From mboxrd@z Thu Jan  1 00:00:00 1970
Received: from ns.sciencehorizons.net ([71.41.210.147])
 by bombadil.infradead.org with smtp (Exim 4.80.1 #2 (Red Hat Linux))
 id 1bC1cF-0005kw-KE
 for linux-mtd@lists.infradead.org; Sun, 12 Jun 2016 09:23:36 +0000
Date: 12 Jun 2016 05:23:13 -0400
Message-ID: <20160612092313.4046.qmail@ns.sciencehorizons.net>
From: "George Spelvin" <linux@sciencehorizons.net>
To: boris.brezillon@free-electrons.com, linux@sciencehorizons.net
Subject: Re: [PATCH 2/4] mtd: nand: implement two pairing scheme
Cc: computersforpeace@gmail.com, linux-kernel@vger.kernel.org,
 linux-mtd@lists.infradead.org, richard@nod.at
In-Reply-To: <20160612092019.79b57b7f@bbrezillon>
List-Id: Linux MTD discussion mailing list <linux-mtd.lists.infradead.org>
List-Unsubscribe: <http://lists.infradead.org/mailman/options/linux-mtd>,
 <mailto:linux-mtd-request@lists.infradead.org?subject=unsubscribe>
List-Archive: <http://lists.infradead.org/pipermail/linux-mtd/>
List-Post: <mailto:linux-mtd@lists.infradead.org>
List-Help: <mailto:linux-mtd-request@lists.infradead.org?subject=help>
List-Subscribe: <http://lists.infradead.org/mailman/listinfo/linux-mtd>,
 <mailto:linux-mtd-request@lists.infradead.org?subject=subscribe>

>> It also applies an offset of +1, to avoid negative numbers and the
>> problems of signed divides.

> It seems to cover all cases.

I wasn't sure why you used a signed int for the interface.

(Another thing I thought of, but am less sure of, is packing the group
and pair numbers into a register-passable int rather than a structure.
Even 2 bits for the group is probably the most that will ever be needed,
but it's easy to say the low 4 bits are the group and the high 28 are
the pair.  Just create a few access macros to pull them apart.

This was inspired by Linus's hash_len abstraction, recently moved to
<linux/stringhash.h>)

>> (or you could add an mtd->write_per_erase field).

> Okay.
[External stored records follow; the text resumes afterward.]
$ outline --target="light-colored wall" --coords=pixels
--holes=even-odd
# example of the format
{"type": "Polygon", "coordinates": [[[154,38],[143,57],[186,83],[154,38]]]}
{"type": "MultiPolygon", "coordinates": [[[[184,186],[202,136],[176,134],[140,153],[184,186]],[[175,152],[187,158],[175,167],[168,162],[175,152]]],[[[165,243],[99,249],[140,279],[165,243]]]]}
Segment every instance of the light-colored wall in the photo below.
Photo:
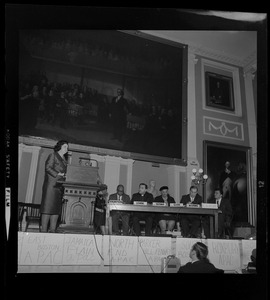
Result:
{"type": "Polygon", "coordinates": [[[26,192],[27,192],[27,184],[30,173],[30,163],[31,163],[31,153],[23,153],[21,160],[21,168],[19,171],[19,191],[18,191],[18,201],[25,202],[26,192]]]}
{"type": "MultiPolygon", "coordinates": [[[[246,96],[245,96],[245,86],[244,86],[244,76],[243,76],[243,69],[239,68],[239,82],[240,82],[240,99],[235,99],[235,101],[240,101],[241,105],[241,116],[238,115],[232,115],[228,114],[226,111],[224,113],[224,110],[219,109],[212,109],[212,110],[206,110],[204,109],[204,97],[203,97],[203,80],[202,80],[202,59],[203,57],[196,56],[198,58],[198,62],[195,66],[195,85],[196,85],[196,126],[197,126],[197,159],[203,165],[203,141],[213,141],[213,142],[219,142],[219,143],[226,143],[226,144],[233,144],[233,145],[239,145],[239,146],[249,146],[249,135],[248,135],[248,128],[247,128],[247,108],[246,108],[246,96]],[[228,137],[222,137],[222,136],[214,136],[214,135],[208,135],[203,132],[204,127],[204,117],[210,117],[220,120],[225,120],[230,122],[237,122],[240,124],[243,124],[243,140],[236,140],[236,139],[230,139],[228,137]]],[[[213,60],[213,62],[215,62],[213,60]]],[[[224,64],[226,66],[226,64],[224,64]]],[[[229,65],[231,66],[231,65],[229,65]]],[[[235,66],[232,66],[235,68],[235,66]]],[[[205,71],[211,71],[211,72],[218,72],[225,76],[231,76],[230,72],[226,72],[222,69],[217,68],[211,68],[206,66],[205,71]]]]}
{"type": "Polygon", "coordinates": [[[41,203],[42,197],[42,186],[45,176],[45,161],[50,153],[52,153],[52,149],[41,148],[39,154],[39,160],[37,165],[37,176],[35,182],[35,188],[33,193],[33,203],[41,203]]]}
{"type": "Polygon", "coordinates": [[[257,122],[257,72],[254,73],[253,79],[253,97],[254,97],[254,107],[255,107],[255,117],[257,122]]]}
{"type": "Polygon", "coordinates": [[[133,164],[132,194],[138,192],[140,183],[149,185],[150,180],[156,181],[157,189],[162,185],[168,185],[170,189],[167,167],[165,164],[157,164],[155,167],[151,162],[135,161],[133,164]]]}

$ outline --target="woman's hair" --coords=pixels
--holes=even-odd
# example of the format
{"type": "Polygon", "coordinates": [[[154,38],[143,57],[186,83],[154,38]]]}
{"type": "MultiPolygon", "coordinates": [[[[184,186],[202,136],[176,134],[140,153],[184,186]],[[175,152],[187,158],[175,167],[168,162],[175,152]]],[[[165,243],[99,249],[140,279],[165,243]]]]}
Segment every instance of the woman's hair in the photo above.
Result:
{"type": "Polygon", "coordinates": [[[194,250],[196,252],[196,256],[199,260],[208,261],[208,248],[205,244],[197,242],[192,246],[191,250],[194,250]]]}
{"type": "Polygon", "coordinates": [[[58,141],[56,143],[56,145],[54,146],[54,151],[56,151],[56,152],[59,151],[64,144],[68,145],[68,141],[65,141],[65,140],[58,141]]]}

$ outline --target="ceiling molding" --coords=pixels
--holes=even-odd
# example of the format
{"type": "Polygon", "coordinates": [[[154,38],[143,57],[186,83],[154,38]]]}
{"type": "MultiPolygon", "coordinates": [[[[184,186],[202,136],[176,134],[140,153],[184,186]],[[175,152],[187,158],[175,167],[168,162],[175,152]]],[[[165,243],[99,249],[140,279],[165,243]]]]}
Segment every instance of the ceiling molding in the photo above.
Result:
{"type": "Polygon", "coordinates": [[[255,73],[257,71],[257,53],[254,51],[245,60],[245,65],[243,66],[244,73],[255,73]]]}
{"type": "MultiPolygon", "coordinates": [[[[153,35],[153,32],[149,32],[149,31],[144,31],[144,32],[153,35]]],[[[239,57],[236,55],[229,54],[225,51],[220,51],[217,49],[200,45],[196,42],[181,39],[180,37],[172,37],[172,36],[168,37],[166,36],[166,34],[162,32],[158,32],[157,34],[155,34],[155,36],[158,36],[166,40],[171,40],[177,43],[188,45],[188,49],[190,53],[204,56],[206,58],[217,60],[223,63],[232,64],[242,68],[249,68],[248,66],[254,65],[254,63],[256,64],[257,51],[254,51],[247,57],[239,57]]]]}

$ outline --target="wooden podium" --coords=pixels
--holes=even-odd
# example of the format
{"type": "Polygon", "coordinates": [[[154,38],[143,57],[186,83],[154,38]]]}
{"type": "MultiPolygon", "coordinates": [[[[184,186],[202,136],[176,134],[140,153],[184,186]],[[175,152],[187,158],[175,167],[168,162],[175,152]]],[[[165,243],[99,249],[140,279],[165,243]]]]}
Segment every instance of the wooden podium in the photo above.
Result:
{"type": "Polygon", "coordinates": [[[90,159],[80,159],[80,165],[68,165],[63,182],[63,202],[60,228],[90,231],[93,227],[94,202],[99,182],[98,166],[90,159]]]}

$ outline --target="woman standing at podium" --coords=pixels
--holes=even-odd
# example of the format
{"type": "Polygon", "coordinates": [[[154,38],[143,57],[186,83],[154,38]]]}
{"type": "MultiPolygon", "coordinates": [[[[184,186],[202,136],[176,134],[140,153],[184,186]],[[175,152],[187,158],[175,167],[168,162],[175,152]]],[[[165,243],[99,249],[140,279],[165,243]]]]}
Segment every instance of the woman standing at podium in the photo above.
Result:
{"type": "Polygon", "coordinates": [[[41,200],[41,231],[55,232],[57,220],[62,208],[62,184],[67,170],[68,142],[60,140],[54,146],[53,153],[49,154],[45,162],[45,178],[41,200]]]}

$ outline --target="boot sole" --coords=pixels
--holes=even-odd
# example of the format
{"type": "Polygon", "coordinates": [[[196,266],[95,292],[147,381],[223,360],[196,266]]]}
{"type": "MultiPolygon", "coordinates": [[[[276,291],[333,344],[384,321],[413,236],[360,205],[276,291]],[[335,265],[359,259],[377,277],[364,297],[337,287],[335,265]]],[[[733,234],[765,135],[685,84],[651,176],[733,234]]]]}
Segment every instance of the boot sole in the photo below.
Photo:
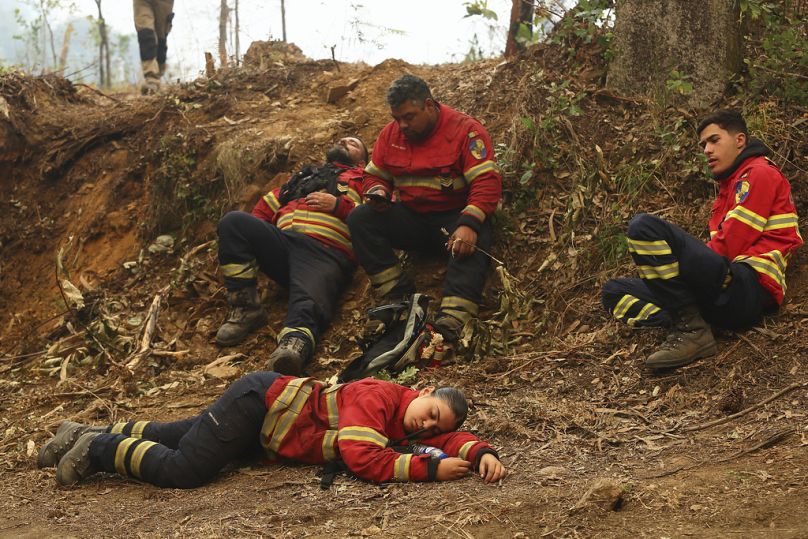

Actually I'd like to avoid adding new 'conversion' fields to the
> mtd_info struct. Not sure we are really improving perfs when doing that,
> since what takes long is the I/O ops between the flash and the
> controller not the conversion operations.

Well, yes, but you may need to do conversion ops for in-memory cache
lookups or searching for free blocks, or wear-levelling computations,
all of which may involve a great many conversions per actual I/O.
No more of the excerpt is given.